5. You don’t know how to achieve true companionship

It’s not your fault. Society tells men to have sex with as many women as possible. It’s not cool to be emotionally connected to your friends. So many men have to be super drunk to open up to their best friends about their problems. So many men have some really shitty lives that they can’t complain about because their friends wouldn’t understand. And that sucks. Because that’s not true companionship.

It’s not all your fault. You have a good group of male friends and then that starts to change. Women get involved and before you know it, the guys start pairing off and eventually get married. Everyone is busy with wife and jobs and kids and life. Not enough time to goof around anymore. So you’re just waiting for your turn to find a wife because that’s what everyone does. You lost a part of your friendship to adulthood to be honest.
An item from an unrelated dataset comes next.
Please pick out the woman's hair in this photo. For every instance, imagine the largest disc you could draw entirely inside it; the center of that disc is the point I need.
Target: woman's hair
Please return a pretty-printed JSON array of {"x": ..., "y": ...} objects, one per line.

Social media doesn’t help. People are so caught up on their phones, WOMEN get caught up in a virtual world, they can’t see when you like them. It’s harder to connect with someone when they’re enjoying the company of people who aren’t even there much more. It sucks.

You can take my general advice or you can disregard it. But this is specifically for men because a LOT of you are on GAG and you seem kinda lonely. Some of you are in it because it’s fun but some really want more friends. You want a girlfriend, you want a better life and you feel stuck. So you take that dissatisfaction out on people here. I get it. But the only way for men on GAG and in the real world to get what they want, is to let go.

Everyone feels lonely at some point, some more than others. Use this as an opportunity to reflect and see if any of those points above apply to you.